Der Gemeinderat Stegaurach befasste sich in der jüngsten Sitzung unter anderem mit der kaum erträglichen Situation gegenüber der Straße "Im Schütz".
In der April-Sitzung des Umwelt- und Verkehrsausschusses war für die Einmündung "Im Schütz" in die Mühlendorfer Straße die Anbringung eines Verkehrsspiegels zugelassen worden, weil die Sicherheitssituation für alle Verkehrsteilnehmer an diesem Abschnitt der Ortsdurchfahrt besonders unbefriedigend sei.

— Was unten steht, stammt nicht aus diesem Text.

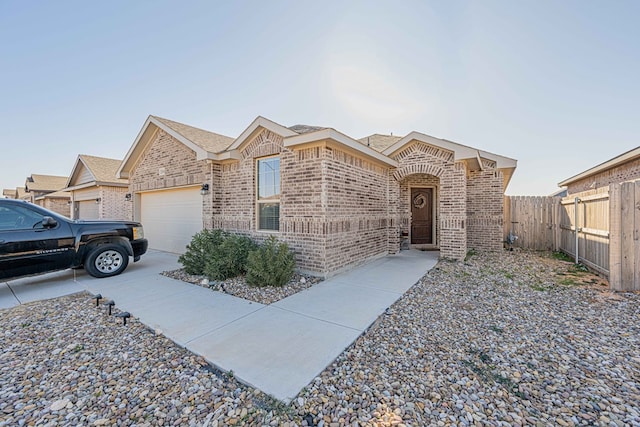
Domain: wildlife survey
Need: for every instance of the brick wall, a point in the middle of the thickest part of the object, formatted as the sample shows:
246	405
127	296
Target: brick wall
626	172
167	163
485	209
422	159
113	203
356	209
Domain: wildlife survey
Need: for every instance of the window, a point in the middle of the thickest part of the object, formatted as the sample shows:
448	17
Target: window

Ein sicheres Ausfahren aus der Straße "Im Schütz" auf die Mühlendorfer Straße ist kaum möglich, so Bürgermeister Thilo Wagner (FW-FL) mit Hinweis auf Bildmaterial von der prekären Situation an der besagten Einmündung. Vor allem die hohen Geschwindigkeiten der aus Mühlendorf einfahrenden Fahrzeuge seien eine Gefahrenquelle für die Verkehrsteilnehmer auf diesem Abschnitt der Staatsstraße 2276, so Wagner.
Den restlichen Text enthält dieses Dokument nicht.